Florida lawmakers on Friday approved a measure allowing agency heads to randomly drug test some employees, sending the bill to Gov. Rick Scott, who is expected to sign it, reports Michael Peltier of the News Service of Florida.
By a 26-14 vote, the Senate approved the measure (HB 1205), which allows up to 10 percent of a department’s employees to be randomly tested.
“This is the 21st Century and drug abuse is rampant,” said Sen. Alan Hays, R-Umatilla, the Senate sponsor of the bill.
The program would allow tests to be conducted every 90 days and would prohibit department heads from firing employees who initially test positive for drugs. Backers of the measure said the program mirrors efforts that have long been in place in the private sector.
“I’ve had a drug free workplace for more than 20 years,” said Sen. Jack Latvala, R-Clearwater. “I believe that it has contributed to higher quality employees.”
Critics railed at the measure as an intrusive and unnecessary procedure.
“Can you imagine if King George had told the patriots that they all had to take drug tests and sent an order over by ship to tell them that?,” asked Sen.
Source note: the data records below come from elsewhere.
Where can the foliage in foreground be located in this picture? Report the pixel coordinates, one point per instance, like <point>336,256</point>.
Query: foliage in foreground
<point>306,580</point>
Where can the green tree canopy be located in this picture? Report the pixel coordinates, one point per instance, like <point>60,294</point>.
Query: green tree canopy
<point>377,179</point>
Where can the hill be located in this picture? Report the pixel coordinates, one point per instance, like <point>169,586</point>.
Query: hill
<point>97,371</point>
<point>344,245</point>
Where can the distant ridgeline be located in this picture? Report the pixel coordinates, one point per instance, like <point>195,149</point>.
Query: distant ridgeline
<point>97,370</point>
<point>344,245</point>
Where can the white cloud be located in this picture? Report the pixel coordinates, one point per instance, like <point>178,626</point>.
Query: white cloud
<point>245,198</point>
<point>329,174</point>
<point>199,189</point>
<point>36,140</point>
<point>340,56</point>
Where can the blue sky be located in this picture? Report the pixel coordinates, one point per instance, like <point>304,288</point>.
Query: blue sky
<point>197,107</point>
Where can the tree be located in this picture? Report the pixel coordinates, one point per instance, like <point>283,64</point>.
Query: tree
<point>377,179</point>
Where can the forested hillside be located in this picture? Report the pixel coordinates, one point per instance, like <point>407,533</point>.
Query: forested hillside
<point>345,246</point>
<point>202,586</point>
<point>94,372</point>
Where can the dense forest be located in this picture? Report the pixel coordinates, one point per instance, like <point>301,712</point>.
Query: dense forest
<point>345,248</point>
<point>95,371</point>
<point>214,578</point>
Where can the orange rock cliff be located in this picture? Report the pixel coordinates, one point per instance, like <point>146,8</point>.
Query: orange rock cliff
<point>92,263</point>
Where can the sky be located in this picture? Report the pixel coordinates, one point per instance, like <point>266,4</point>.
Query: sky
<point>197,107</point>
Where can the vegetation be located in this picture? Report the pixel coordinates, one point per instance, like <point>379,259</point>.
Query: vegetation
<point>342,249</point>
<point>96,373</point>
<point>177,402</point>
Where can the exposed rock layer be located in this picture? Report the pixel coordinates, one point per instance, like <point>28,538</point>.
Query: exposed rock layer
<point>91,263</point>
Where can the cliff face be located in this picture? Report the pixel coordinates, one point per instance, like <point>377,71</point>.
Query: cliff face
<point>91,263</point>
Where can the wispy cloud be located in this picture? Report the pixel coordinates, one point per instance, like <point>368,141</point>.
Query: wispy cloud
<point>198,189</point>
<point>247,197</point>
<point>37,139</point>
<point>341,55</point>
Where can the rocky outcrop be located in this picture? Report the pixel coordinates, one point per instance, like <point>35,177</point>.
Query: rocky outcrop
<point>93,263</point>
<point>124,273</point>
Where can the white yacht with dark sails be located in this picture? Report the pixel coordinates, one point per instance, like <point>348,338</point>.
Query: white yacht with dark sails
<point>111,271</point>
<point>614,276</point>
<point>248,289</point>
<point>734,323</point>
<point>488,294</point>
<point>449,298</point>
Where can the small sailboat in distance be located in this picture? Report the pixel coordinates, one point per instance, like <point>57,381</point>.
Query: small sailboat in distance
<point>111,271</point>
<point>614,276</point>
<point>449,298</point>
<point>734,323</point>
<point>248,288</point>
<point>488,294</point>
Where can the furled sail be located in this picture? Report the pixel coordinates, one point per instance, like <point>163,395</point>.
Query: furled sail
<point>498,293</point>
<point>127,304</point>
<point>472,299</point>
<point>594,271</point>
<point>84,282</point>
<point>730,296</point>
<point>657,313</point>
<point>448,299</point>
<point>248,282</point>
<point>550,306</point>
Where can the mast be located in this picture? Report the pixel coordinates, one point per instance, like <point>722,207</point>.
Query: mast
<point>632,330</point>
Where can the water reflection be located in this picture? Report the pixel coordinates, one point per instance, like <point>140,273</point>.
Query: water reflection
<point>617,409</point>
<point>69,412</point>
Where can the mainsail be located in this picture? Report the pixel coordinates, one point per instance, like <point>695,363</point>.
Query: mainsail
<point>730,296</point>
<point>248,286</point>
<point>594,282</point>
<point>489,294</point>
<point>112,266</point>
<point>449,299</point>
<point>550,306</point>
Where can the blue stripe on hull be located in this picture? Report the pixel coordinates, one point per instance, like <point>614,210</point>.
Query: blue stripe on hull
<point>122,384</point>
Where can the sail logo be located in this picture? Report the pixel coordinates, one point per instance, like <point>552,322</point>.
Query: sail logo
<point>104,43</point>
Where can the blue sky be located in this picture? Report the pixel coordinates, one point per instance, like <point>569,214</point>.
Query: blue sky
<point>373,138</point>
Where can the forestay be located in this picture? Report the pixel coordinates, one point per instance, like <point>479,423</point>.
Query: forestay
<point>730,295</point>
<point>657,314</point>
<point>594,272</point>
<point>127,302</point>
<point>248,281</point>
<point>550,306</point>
Joe Negron, R-Stuart. “I think they would have thrown the drug test right into the Boston Harbor.”
Democrats who opposed the bill also chided their Republican colleagues for a “big government” program that would improperly insert the government into an employee’s personal life.
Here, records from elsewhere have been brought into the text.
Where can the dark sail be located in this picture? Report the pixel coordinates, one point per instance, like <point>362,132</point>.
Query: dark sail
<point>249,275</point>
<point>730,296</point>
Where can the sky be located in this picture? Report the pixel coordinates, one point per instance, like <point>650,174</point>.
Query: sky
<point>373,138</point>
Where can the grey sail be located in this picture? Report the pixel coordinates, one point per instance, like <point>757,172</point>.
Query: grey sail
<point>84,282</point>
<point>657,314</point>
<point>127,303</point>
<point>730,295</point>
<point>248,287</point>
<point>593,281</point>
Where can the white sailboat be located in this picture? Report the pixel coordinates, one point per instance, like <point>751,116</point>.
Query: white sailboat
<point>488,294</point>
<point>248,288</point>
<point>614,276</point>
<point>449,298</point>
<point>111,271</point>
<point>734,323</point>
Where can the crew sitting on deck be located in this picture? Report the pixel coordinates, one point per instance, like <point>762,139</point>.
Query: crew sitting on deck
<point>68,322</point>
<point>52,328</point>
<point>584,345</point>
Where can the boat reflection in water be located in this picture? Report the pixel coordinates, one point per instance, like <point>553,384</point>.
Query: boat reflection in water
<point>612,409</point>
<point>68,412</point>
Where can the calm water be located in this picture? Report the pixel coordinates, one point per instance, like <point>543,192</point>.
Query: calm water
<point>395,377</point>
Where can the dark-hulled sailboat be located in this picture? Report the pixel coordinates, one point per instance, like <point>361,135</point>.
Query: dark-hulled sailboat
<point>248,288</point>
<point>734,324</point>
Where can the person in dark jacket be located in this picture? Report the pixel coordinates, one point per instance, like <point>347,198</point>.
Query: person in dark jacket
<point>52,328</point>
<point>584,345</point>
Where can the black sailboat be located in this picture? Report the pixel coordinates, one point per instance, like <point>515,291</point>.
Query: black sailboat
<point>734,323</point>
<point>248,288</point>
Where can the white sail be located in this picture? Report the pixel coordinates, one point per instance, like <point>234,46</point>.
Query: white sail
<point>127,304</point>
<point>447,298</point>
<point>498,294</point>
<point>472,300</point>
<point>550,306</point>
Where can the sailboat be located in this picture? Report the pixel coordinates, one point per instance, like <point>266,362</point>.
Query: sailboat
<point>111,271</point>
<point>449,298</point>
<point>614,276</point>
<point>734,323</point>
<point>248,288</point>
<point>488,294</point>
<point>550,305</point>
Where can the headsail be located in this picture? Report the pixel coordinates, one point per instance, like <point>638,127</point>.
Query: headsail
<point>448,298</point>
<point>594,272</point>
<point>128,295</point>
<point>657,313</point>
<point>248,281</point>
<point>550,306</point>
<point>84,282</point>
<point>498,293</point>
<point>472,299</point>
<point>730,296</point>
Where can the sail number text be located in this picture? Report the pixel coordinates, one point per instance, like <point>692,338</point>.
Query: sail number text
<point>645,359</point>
“We’re talking less personal freedom without probable cause,” said Sen. Chris Smith, D-Fort Lauderdale. “This is more government intrusion and more costs.”
“It is a waste of our time and our money,” added Sen. Larcenia Bullard, D-Miami.
Scott tried to require drug testing of state employees not long after he took office, putting it into place through an executive order. But that order was challenged in court and the governor backed away, putting the program on hold pending the court challenge.
Florida lawmakers have also tried to increase testing for drugs, in other arenas. Lawmakers last year voted to require applicants for federal public assistance to pass a drug test. That effort is also being challenged in court.
Earlier this week the Georgia House approved a similar measure.
Numerous states have adopted drug testing laws for specific employees, according to data compiled by the National Conference of State Legislatures. Law enforcement officers and emergency responders are the most likely to undergo drug testing, the NCSL reports. Courts have found that testing of government workers when their job entails safety, is permitted.